Archive

Quotes

I’m president of the United States, and I’m not going to eat any more broccoli!

—George H. W. Bush, 1990

The U.S. presidency is a Tudor monarchy plus telephones.

—Anthony Burgess, 1972

The more corrupt the republic, the more numerous the laws.

—Tacitus, c. 117

Democracy is the recurrent suspicion that more than half of the people are right more than half of the time.

—E.B. White, 1944

Whether for good or evil, it is sadly inevitable that all political leadership requires the artifices of theatrical illusion. In the politics of a democracy, the shortest distance between two points is often a crooked line.

—Arthur Miller, 2001

Out of the crooked timber of humanity no straight thing was ever made.

—Immanuel Kant, 1784

I am no courtesan, nor moderator, nor tribune, nor defender of the people: I am myself the people.

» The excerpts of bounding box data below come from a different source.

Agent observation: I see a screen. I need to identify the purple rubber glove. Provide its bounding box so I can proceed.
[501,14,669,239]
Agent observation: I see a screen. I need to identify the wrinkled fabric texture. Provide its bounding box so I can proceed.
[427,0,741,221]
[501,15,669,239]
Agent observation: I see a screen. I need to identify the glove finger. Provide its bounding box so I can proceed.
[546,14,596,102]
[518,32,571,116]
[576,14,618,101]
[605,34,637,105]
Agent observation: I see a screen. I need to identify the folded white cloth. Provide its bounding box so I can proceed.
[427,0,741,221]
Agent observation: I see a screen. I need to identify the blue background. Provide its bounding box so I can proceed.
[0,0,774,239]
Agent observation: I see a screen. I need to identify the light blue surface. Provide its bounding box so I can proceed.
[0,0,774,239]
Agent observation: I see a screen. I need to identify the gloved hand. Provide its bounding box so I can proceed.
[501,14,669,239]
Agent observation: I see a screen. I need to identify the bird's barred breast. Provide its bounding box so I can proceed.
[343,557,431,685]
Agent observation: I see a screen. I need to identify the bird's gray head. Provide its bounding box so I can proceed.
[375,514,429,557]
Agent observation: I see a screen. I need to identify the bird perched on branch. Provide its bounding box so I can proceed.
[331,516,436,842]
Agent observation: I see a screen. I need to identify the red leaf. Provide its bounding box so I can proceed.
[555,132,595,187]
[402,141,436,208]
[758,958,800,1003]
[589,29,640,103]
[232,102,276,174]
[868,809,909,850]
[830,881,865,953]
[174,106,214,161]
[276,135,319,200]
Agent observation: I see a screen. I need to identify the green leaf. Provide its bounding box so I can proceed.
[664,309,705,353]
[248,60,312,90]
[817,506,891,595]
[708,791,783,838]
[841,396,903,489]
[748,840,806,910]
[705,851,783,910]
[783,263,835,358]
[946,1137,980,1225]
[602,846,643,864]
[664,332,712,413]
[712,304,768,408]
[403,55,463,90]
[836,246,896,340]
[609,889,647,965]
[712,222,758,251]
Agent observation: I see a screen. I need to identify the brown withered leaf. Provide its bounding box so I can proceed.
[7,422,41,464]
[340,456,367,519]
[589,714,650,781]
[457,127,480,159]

—Maximilien Robespierre, 1792

The spirit of liberty is the spirit which is not too sure it is right.

—Judge Learned Hand, 1944

What, to the American slave, is your Fourth of July? I answer: a day that reveals to him, more than all other days in the year, the gross injustice and cruelty to which he is the constant victim. To him your celebration is a sham.

—Frederick Douglass, 1855

I shall be an autocrat: that’s my trade. And the good Lord will forgive me: that’s his.

—Catherine the Great, c. 1796

I am invariably of the politics of the people at whose table I sit, or beneath whose roof I sleep.

—George Borrow, 1843

He may be a patriot for Austria, but the question is whether he is a patriot for me.

—Emperor Francis Joseph, c. 1850

Every country has the government it deserves.